Nonetheless, Parks had an effect on Williamsburg. Right from the start his Gazette had the professional touch of a master craftsman. The earliest edition in existence, No. 6, is full of accounts from England, including news of the ministry, unrest in Persia, and this juicy crime item:

"We have an Account from Bristol, that last Wednesday Morning, one Mrs. Norman, who kept a Huckster Shop on St. Phillip’s Plain there, was found murdered in her own Shop, in a very dismall manner, she having several Marks of Violence about her Head, which, in all probability was the Cause of her Death, of of which a large Quantity of Blood issued."

News in the Gazette was taken largely from letters written abroad and recently arrived in the hands of the printer himself or friendly readers. Information was also taken from English papers and other colonial sheets.

There was not much local news in Parks’ Gazette. What little there was appeared primarily in advertisements of recent ship arrivals, shops opening, runaway slaves, deserted spouses, and strayed horses.

By today’s standards The Virginia Gazette of 1736 would look gray and ponderous. There were no headlines, no photographs, no fancy page makeup. But there was news, and for a town that never had a newspaper before it was welcome.

It was also well produced. The writing was clear and to the point, though modern readers may find it difficult to plod through the long "s" formation that resemble an "f."

There were few typographical errors, which is a statement any newspaper then or now would like to make. But it was even more difficult in the 1700s. There were six variations of the "s" ligature, and most nouns were upper-cased regardless of whether they were proper nouns.

Advertising was crucial to The Virginia Gazette. Parks ran an "Advertisement, concerning Advertisements" on Oct. 8, 1736, which concluded with this promotion:

"And as these Papers will circulate (as speedily as possible) not only all over This, but also the Neighboring Colonies, and will probably be read by some Thousands of People, it is very likely that may have the desir’d Effect; and it is certainly the cheapest and most effectual Method that can be taken for publishing any Thing of this Nature." The same holds true today.

A typical day for William Parks had him working ten hours, perhaps more if he was printing his weekly Gazette on his sheet-fed handpress. It was a laborious process of setting the type by hand, picking letter by letter from a box of matrices.

Once the type was set it was locked into place in a metal form. The type was inked and paper was laid across. The form was rolled into the press, where the pressman "pulled" an impression by yanking with both arms the big handle of the press. This pressure forced the press to screw down on the paper and imprint the type on the paper sheet. Around 200 sheets an hour were printed this way, then hung to let the ink dry.

Hours were dictated largely by daylight, although some type was composed by candlelight.
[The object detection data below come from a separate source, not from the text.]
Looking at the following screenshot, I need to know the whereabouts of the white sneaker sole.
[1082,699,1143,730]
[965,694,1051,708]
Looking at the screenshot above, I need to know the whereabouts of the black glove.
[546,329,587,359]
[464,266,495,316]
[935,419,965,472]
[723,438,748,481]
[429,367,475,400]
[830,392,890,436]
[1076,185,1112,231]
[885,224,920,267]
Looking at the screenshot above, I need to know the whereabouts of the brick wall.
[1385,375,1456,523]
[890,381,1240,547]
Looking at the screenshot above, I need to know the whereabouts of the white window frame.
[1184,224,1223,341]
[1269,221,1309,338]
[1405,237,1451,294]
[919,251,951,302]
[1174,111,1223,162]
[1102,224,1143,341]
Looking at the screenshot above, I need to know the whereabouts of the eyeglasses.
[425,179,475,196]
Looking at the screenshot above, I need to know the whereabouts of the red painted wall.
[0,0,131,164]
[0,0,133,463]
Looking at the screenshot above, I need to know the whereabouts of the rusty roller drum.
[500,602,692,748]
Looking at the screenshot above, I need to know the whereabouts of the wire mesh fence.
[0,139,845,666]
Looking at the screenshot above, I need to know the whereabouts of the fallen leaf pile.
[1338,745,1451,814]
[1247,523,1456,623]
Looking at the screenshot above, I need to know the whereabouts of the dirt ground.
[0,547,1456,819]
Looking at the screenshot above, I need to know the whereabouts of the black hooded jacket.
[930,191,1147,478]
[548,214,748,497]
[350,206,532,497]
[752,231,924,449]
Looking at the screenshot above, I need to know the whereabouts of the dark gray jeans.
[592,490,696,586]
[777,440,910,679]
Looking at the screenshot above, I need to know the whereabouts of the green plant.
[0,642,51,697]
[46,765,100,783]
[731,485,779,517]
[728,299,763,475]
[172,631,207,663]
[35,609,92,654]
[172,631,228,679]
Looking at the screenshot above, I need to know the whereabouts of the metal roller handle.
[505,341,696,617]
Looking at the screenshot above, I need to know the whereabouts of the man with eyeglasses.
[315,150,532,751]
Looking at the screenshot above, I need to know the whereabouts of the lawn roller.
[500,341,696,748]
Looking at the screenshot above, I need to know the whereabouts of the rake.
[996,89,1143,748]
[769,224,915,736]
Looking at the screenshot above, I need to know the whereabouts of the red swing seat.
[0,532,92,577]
This led to errors and an occasional mishap in which trays of painstakingly set type were "pied" or spilled.

Colonial printers were hampered by a scarcity of type that slowed the printing of books because only a few pages could be set at a time before the letters were reused.

Weather frustrated many a printer, Parks included. Winter cold slowed the mails on which the Gazette was so dependent for news. When no dispatches arrived, Parks would offer that as an excuse for printing a shorter sheet. Spring and fall were the busy time during which the General Court convened in Williamsburg. Summer and winter were comparatively dull, and this is reflected in the Gazettes of the period.

Censorship also posed problems, and from three sectors: the English government, local authorities, and an offended public.

The last major problem faced by colonial printers was a shortage of paper. This was handmade stuff, consisting of ground-up rags. It was tough and durable but varied in quality.

During 1736-1744 Parks imported his paper from Pennsylvania, except for finer stock shipped from England for publishing books and other more permanent pieces.

In 1743 at the urging of Benjamin Franklin, Parks set about building his own paper mill in Williamsburg. Over the next four years Franklin sold Parks 11,382 pounds of rags. Appeals were often printed asking readers to save their old clothes for paper-making purposes. Old shirts, caps, dresses, handkerchiefs and gowns were brought and subsequently returned to the reader in a different form.

Park’s watermark, with the distinctive "WP" and crown, was later recovered during the restoration of Williamsburg. It remains perfectly intact more than 200 years later, despite the intricacy of the watermark’s fragile wires.

By 1776 the paper mill in Williamsburg had apparently ceased operations, and printing paper was being imported from Philadelphia by water. It was risky and uncertain, since colonial ships were fair game for British men-of-war.